On the floor of the courthouse in Chesapeake, Va., where sniper suspect Lee Boyd Malvo is being tried on murder charges, survivors and relatives of those killed are provided with a “safe haven,” modeled after the one used in the Denver-based Oklahoma City bombing trials seven years ago.
The Washington Post reports that those who want to hear the testimony and view the evidence in private can watch on a 42-inch closed-circuit TV in a locked room across from the courtroom. The city’s volunteer police chaplain and a clinical nurse specialist offer counseling and support. Local businesses make sure they have plenty to eat and fresh flowers. “There is no model” for doing this in the case of a venue change, one official said.
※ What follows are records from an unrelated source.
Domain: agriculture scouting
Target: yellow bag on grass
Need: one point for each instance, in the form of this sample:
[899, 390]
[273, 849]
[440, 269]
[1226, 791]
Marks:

(In a conflict in the overlapping trials, Malvo’s was delayed until today so that the jury deliberating in John Allen Muhammad’s case can view some of the same evidence.)
All 10 employees of Fairfax County, Va.’s Victim Services Section will be in Chesapeake during the trial, along with county public information officers, who are helping to provide updates to hundreds of reporters. The Sniper Prosecution Task Force, composed of about 18 local and federal law enforcement officers, is coordinating travel plans and lodging for witnesses for both trials.
Having the trial so far from home is hard on families of the victims and the survivors, who will be leaving behind their support systems at a particularly vulnerable time, said Carroll Ann Ellis, director of the county’s Victim Services Section. Victims experience a wide range of emotions when attending a trial, and Ellis and her employees have tried to establish a support system for those who want help. She has relied heavily on lessons learned from Oklahoma, referring to a guidebook published after the bombings, “Journey to Justice, A Community-Based Response to Victims and High Profile Trials.” With the help of Chesapeake’s Victim/Witness Assistance Program, they have established a safe haven like the one set up in the parish hall of a church near the courthouse in Denver, where the Oklahoma bombing trials were moved. “We’re building on what was learned,” Ellis said.